Misunderstanding Computers

Why do we insist on seeing the computer as a magic box for controlling other people?
Why do we want so much to control others when we won't control ourselves?

Computer memory is just fancy paper, CPUs are just fancy pens with fancy erasers, and the network is just a fancy backyard fence.
コンピュータの記憶というものはただ改良した紙ですし、CPU 何て特長ある筆に特殊の消しゴムがついたものにすぎないし、ネットワークそのものは裏庭の塀が少し拡大されたものぐらいです。

(original post/元の投稿 -- defining computers site/コンピュータを定義しようのサイト)

Saturday, October 24, 2015

Why Personal Information in E-Mail Is Not a Good Idea

Postcards are fun. You can use them to keep in contact with people without having to think too hard.

I never got in that habit, and I don't tweet for pretty much the same reasons.

But they are useful to many people.

But you would never write a password or your social security number or your bank account number on one, would you?

Hey, Margot, this is the cliff I dove off today! Acapulco is GREAT! We're extending a week. Wish you were here!
And, hey, my PIN for the account at ABC Bank there in Brownfield is 7734. Can you pull out a hundred and go to the kennel for me and make sure Snickers is being well taken care of? I'd really appreciate it!

Love you loads, George.

The cat's name in the above may or may not be bad to put on a postcard, depending on whether George is using it as one of those things bits of information banks and such ask you for, to help identify you in the case of a lost password.

(And you really wouldn't use Snickers as a plain password, now, would you? Whether 7734 is a good PIN or not, well, I wouldn't use it. Banks really should quit using PINs at ATMs. Anyway.)

Now, you might put that in a letter, in an envelope. I wouldn't recommend it, but you might.

You want a fairly thick envelope if you do, to help in case someone holds your letter up to a light to read through the envelope.

And you want to fold the paper so that the sensitive information, the PIN the town name, and the bank name, are covered by as many layers as possible.

Don't make the envelope too thick, that might tempt someone to steam it open.

And write more, so that the sensitive information doesn't stick out so much. Rephrase things a little. Tell Margot about the markets you visited:
Hey, Margot, you like this postcard? This is the cliff I dove off today! Got a selfie, but the internet connection is terrible at the hotel. Still, you may get the selfie in e-mail before you get this.

Acapulco is GREAT! Fantastic markets. Good bargaining, although I'm sure we're being too nice and still paying too much.

We're having so much fun, we're extending a week.
Got a favor to ask, and I'll bet you can guess. In fact, you're probably calling me irresponsible for extending with the cat in the kennel and all.

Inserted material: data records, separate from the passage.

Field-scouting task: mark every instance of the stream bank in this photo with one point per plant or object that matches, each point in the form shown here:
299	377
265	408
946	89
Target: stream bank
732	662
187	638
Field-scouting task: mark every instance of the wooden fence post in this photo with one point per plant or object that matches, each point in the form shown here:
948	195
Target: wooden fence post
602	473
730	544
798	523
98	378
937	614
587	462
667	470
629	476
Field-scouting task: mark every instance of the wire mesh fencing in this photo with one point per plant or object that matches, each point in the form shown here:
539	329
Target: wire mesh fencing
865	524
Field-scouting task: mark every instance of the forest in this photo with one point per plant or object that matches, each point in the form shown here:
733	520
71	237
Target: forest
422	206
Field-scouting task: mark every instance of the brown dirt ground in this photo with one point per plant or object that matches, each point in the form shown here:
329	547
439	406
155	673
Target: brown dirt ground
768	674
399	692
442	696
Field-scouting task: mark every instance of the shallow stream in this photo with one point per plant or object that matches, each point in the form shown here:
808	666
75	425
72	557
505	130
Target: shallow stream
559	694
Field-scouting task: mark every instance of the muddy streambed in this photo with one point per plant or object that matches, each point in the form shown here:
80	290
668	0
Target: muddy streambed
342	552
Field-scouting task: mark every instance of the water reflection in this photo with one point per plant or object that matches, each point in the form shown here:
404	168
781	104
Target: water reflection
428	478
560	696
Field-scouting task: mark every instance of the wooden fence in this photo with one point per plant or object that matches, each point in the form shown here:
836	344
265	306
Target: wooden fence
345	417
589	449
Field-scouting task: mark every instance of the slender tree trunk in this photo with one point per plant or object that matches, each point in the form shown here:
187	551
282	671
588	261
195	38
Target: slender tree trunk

You know where I bank? Yeah, that ABC. I'd really appreciate it if you could get some money out for me and go check up on Snickers for me. A hundred should cover the extra time and treat for him. Give him a hug for me, huh? 7734 is the number to use at the you-know-where. (I know, it's one of my stupid calculator trick numbers and anyone who knows me could guess it quickly enough if they were trying to get into my bank account.) Maybe you should change it for me while you're getting the money out.

We found this cool leather purse that we know you'll love. The motiffs look Toltec to me, but, hey, you don't have to tell anyone where I bought it, you think?

We should still make it back in time for the big soccer game.

Love you loads, and give our love to Fred and the kids.

If you fold that correctly in three, there can be a layer of (mostly) non-sensitive information over both front and back of the layer with sensitive information. And the postcard can add another layer. Look at how you're folding things and putting them in the envelope.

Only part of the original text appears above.